Ingredientes:

  • 800 g de costillas de cerdo troceadas
  • 1 kg de patatas de variedad harinosa (Monalisa o Kennebec)
  • 30 ml de aceite de oliva virgen extra
  • 1 cebolla blanca grande picada
  • 1 pimiento verde italiano
  • 0.5 pimiento rojo
  • 2 dientes de ajo laminados
  • 100 ml de vino blanco seco
  • 800 ml de caldo de carne
  • 1 cucharadita de pimentón de la Vera
  • 1 hoja de laurel seca
  • 1 hebra de azafrán
  • Sal al gusto
  • Pimienta negra recién molida al gusto

Instrucciones:

  1. Secar y salpimentar las costillas de cerdo concienzudamente.

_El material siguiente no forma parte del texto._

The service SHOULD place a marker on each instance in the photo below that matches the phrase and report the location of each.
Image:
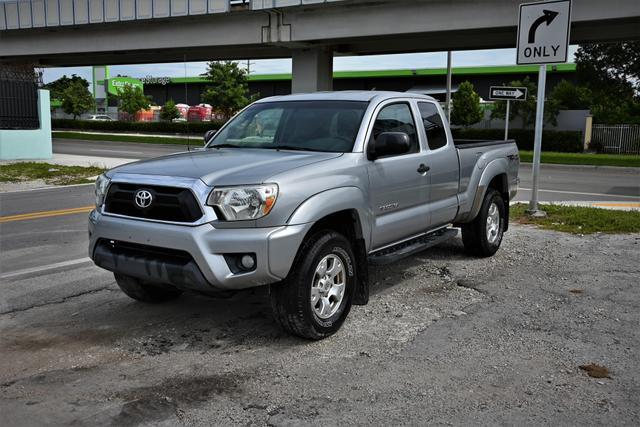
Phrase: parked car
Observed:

Nota: La humedad impide que la carne se dore bien.
  2. Sellar la carne en el aceite de oliva a fuego medio alto hasta que se forme una costra dorada.
  3. Retirar la carne y, en ese mismo aceite, añadir la cebolla y los pimientos picados.
  4. Cocinar el sofrito unos 10-12 minutos hasta que la verdura esté tierna y translúcida.
  5. Incorporar el ajo laminado y cocinar 1 minuto más sin dejar que se queme.
  6. Añadir el pimentón fuera del fuego, remover rápido e inmediatamente verter el vino blanco.
  7. Desglasar el fondo rascando con una espátula de madera para recuperar todo el sabor.
  8. Chascar las patatas rompiendo el final del corte con el cuchillo. Nota: Esto libera el almidón.
  9. Rehogar las patatas con el sofrito durante 2 minutos hasta que brillen con el aceite.
  10. Añadir el caldo, la carne, el laurel y el azafrán, cocinando a fuego lento 25 minutos hasta que la patata esté fundente.